A nurse who works in the Scottish Borders says more needs to be done to keep staff safe from patients attacking them.
Recent figures released by NHS Borders has shown there has been more than 400 reported assaults on nurses and midwives in the last year.
Karen Lawrie has worked as a mental health nurse in the Borders for two decades and says assaults on staff are common - but believes many go unreported.
Karen says she has received a "whole number of different types of assault, starting from abuse, swearing, head butting, kicking and biting."
She said: "I remember being head butted by a patient and being taken to A&E, I remember someone was throttled.
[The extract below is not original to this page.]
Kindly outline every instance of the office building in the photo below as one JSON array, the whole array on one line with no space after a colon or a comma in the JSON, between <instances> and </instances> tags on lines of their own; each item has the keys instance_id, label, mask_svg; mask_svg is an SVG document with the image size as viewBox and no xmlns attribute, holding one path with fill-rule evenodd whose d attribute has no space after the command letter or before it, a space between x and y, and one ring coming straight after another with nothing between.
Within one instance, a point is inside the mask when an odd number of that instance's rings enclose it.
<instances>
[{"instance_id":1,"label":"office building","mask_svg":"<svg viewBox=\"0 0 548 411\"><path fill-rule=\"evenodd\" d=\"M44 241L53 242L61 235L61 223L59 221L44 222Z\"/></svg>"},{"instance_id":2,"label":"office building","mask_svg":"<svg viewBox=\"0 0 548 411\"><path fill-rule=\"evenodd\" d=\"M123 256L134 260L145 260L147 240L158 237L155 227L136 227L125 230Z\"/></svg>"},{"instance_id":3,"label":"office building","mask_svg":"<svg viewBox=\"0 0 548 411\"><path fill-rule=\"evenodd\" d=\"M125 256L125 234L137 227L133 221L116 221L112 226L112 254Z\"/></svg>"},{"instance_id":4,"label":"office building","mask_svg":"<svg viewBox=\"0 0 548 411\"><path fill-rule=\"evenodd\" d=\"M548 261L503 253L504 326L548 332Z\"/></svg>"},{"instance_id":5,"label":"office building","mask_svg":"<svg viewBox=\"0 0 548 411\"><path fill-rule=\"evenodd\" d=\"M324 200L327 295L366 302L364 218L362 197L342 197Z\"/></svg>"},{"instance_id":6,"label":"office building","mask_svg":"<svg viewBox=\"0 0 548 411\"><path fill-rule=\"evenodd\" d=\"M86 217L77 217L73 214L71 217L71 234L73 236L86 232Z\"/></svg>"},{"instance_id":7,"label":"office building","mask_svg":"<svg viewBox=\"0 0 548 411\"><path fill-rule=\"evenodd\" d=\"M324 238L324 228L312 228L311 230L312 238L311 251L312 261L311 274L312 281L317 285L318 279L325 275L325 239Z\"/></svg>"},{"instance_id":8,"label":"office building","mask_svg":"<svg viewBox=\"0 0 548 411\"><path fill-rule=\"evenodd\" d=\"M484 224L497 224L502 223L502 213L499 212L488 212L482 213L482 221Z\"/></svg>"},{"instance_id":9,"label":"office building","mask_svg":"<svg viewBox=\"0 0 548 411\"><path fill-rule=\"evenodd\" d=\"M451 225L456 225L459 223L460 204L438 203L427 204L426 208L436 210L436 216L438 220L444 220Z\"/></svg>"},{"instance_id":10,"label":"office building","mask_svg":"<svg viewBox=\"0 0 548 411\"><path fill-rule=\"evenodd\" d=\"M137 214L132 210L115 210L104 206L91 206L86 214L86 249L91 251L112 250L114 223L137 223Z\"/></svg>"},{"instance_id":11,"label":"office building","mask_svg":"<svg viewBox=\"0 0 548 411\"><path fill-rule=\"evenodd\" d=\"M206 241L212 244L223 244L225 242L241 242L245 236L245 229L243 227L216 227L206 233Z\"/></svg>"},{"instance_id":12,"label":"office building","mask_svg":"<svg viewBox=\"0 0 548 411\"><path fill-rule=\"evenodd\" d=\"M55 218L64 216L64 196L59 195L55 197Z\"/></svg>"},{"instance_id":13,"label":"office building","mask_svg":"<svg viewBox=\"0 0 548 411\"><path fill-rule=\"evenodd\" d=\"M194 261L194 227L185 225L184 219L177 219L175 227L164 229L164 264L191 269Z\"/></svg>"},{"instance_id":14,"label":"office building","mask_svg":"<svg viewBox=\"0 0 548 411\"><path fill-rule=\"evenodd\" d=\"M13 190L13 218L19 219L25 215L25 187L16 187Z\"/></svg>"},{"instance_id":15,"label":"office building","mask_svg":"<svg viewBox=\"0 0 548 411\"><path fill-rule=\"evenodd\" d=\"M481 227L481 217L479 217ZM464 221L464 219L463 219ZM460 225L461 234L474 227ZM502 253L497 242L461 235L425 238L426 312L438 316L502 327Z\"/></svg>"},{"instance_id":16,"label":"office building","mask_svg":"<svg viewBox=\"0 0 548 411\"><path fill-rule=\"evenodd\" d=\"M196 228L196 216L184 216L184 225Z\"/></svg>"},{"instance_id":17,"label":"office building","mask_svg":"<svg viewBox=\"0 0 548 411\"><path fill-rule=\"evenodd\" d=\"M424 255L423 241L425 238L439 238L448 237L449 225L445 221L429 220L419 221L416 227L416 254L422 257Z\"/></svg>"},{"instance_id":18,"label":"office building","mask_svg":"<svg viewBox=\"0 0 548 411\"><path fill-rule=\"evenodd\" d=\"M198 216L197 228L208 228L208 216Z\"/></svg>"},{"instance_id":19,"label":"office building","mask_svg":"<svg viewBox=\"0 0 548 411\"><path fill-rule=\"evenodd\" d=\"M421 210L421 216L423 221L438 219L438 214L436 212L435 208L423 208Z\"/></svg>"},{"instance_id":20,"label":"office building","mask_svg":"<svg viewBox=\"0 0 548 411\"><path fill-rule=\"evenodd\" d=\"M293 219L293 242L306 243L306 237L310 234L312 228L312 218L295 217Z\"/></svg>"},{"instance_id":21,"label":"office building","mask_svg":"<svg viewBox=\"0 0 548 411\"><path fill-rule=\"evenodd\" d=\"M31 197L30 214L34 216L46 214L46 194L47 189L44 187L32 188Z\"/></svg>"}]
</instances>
If you look at the sickness absence, it's pretty high when working for the NHS."
In 2018, there were 172 attacks on NHS staff at Borders General Hospital and around 162 in mental health units.
The majority of the incidents involved physical aggression by patients while 13 were regarded as improper sexual behaviour.
On seven occasions, weapons were involved in the attacks and three people had to be physically restrained.
NHS Borders have said they have a zero tolerance policy towards violence and aggression…and that it is crucial staff have the confidence to report incidents.
Nicky Berry, Director of Nursing and Midwifery, NHS Borders says: "Every member of staff within NHS Borders is a dedicated member of staff so we do take this seriously, that's just about one member of staff a day, and they should be able to do their job without any fear of violence, aggressive or abusive behaviour.
"We do not expect that, there is a zero tolerance policy and we ask staff to contact Police Scotland if there's been any violent, aggressive or abusive behaviour, we want them to escalate that to their line manager so we can actually do something about the information we're getting."
Unison have said they are working closely with NHS Borders to address the situation.
Greig Kelbie from Unison Scotland, said: "Nobody goes to their work to be assaulted, one assault is one too many and that;s why we've been leading proactively on a local campaign on this issue. "Record it and report it, that is our mantra and that is what we are encouraging our members and staff to do.
"Staff are leaving the service it's hard to retain staff, we're seeing an overstretched and very stressed workforce and these assaults and violent incidents are happening with that very much in the background.
"We have written to the chief executive for a sit down to sit and discuss what measures they're taking to deal with the findings from this report and how we as a union can work in partnership through that process."